The State charged Redmond with unlawful possession of cannabis in violation of section 4 of the Cannabis Control Act (Control Act) (720 ILCS 550/4(a) (West 2020)) and unlawful possession of cannabis by a driver in violation of section 11- 502.15(b) of the Illinois Vehicle Code (625 ILCS 5/11-502.15(b) (West 2020)). Redmond filed a motion to suppress the cannabis. The Henry County circuit court granted the motion, and the appellate court affirmed, holding that recent changes to the law pertaining to cannabis made the odor of burnt cannabis, standing alone, insufficient to justify a warrantless search of an automobile.
We allowed the State’s petition for leave to appeal pursuant to Illinois Supreme Court Rule 315 (eff. Oct. 1, 2021). We also allowed the American Civil Liberties Union, ACLU of Illinois, National Association of Criminal Defense Lawyers, and the Illinois Association of Criminal Defense Lawyers to file an amici curiae brief on behalf of Redmond’s position. For the following reasons, we affirm the judgment of the appellate court. […]
The sole issue before this court is whether Officer Combs had probable cause to search Redmond’s vehicle after Combs smelled the odor of burnt cannabis coming from the vehicle. The State argued in its brief that “where the officer detected the strong odor of burnt cannabis—a reasonable officer was justified in suspecting either a violation of the odor-proof transportation requirement or, perhaps more likely, the prohibition on the use of cannabis within a vehicle.” Redmond responds that, after the legislature legalized the use and possession of cannabis, the odor of burnt cannabis emanating from a vehicle alone “lacks a clear and direct enough connection to illegal activity to make it ‘probable’ that a crime has recently been committed or is being committed.” […]
In People v.
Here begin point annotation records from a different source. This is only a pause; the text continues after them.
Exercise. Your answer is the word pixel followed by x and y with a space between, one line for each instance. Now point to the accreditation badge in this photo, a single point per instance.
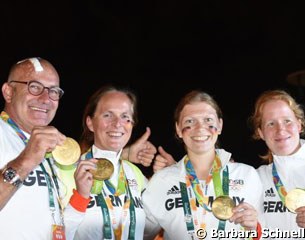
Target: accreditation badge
pixel 58 232
pixel 222 207
pixel 295 199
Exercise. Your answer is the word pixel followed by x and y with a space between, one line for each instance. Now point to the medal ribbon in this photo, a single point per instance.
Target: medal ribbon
pixel 278 184
pixel 5 117
pixel 106 205
pixel 193 182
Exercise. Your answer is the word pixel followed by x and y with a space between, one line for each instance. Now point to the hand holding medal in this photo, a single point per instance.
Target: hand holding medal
pixel 222 207
pixel 67 154
pixel 295 199
pixel 104 169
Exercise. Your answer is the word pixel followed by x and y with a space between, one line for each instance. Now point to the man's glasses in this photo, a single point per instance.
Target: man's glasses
pixel 36 88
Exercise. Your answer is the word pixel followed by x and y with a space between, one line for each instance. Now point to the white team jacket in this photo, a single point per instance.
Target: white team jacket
pixel 291 170
pixel 163 203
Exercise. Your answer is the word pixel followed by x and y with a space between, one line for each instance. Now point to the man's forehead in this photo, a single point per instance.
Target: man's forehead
pixel 35 62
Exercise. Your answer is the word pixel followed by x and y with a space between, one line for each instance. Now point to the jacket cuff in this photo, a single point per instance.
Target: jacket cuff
pixel 78 202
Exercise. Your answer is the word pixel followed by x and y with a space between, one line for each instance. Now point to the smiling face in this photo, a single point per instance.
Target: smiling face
pixel 199 127
pixel 112 122
pixel 24 108
pixel 280 128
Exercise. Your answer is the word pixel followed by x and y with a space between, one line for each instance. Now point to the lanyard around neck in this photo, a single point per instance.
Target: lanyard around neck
pixel 106 204
pixel 193 182
pixel 278 184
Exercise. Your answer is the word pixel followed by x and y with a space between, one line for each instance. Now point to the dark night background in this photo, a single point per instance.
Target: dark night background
pixel 161 49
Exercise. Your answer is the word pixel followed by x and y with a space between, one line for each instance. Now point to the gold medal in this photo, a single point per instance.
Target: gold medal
pixel 66 154
pixel 104 169
pixel 222 207
pixel 295 199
Stout, 106 Ill. 2d 77, 88 (1985), this court held that “additional corroboration” was not required to establish probable cause for a warrantless search “where a trained and experienced police officer detects the odor of cannabis emanating from a defendant’s vehicle.” […]
After January 1, 2020, when the use and possession of cannabis was legalized in many instances, our appellate court has reached conflicting results in cases concerning the effect of legalization on probable cause for automobile searches. The Second District has held that the odor of burnt cannabis, standing alone, still justifies a warrantless search of an automobile. … The Third District has held that “the smell of the burnt cannabis, without any corroborating factors, is not enough to establish probable cause to search [a] vehicle.” […]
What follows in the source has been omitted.